A-Level in Media Studies
Media Studies is the kind of course in which students are very actively involved and, as a consequence, confidence and expertise can increase quite sharply. Practical work forms part of the course and students are given the opportunity to create their own cross-media production. We look at both traditional and new media and consider many of the big changes that have occurred in the media world and their impact on our lives.
Production work is 30% of the course and is delivered through an industry standard brief. You will have a choice of options and will then have to develop a product to meet the brief that’s been set.
This is fully practical and will see you involved in photography, graphic design, image manipulation, moving images, video editing, website production, radio broadcasting and film promotion. You choose the brief and the media technologies to play to your strengths and interest – a real selling point of the course we think.
The remaining 70% of the course is assessed via examination. Everything in Media Studies A Level fall into four main areas of study – language, representation, audience and industry so this means that whatever you’re learning about will be able to be related to one of these four concepts in some way. This applies to your own practical work as well.

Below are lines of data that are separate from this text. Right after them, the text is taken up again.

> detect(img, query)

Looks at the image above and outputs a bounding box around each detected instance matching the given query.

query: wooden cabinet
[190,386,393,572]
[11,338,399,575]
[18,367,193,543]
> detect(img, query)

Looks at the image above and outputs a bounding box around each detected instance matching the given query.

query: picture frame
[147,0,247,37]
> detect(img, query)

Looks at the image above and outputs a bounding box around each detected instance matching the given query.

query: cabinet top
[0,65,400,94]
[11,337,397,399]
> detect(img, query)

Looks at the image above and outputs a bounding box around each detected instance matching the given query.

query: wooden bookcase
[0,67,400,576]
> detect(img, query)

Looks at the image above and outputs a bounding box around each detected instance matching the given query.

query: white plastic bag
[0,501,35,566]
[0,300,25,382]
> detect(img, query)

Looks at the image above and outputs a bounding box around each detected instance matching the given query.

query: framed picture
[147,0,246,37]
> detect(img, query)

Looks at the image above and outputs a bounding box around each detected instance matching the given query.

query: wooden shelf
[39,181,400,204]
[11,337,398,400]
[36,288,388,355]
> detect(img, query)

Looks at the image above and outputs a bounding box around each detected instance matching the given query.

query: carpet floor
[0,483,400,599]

You study a wide range of media forms – marketing, music videos, film industry, video games, radio, newspapers, TV, magazines and online media. Within these we have set texts to apply the media concepts to, so for example in the TV unit we might be asked to study Peaky Blinders, in the magazines unit we might like at a historical women’s magazine from the 1950’s and in music videos Beyonce’s ‘Formation’. These set texts are then supplemented with products that we choose ourselves to ensure that you are looking at a wide range of products and seeing a variety of styles – some mainstream, some not. Students tell us they really like this variety.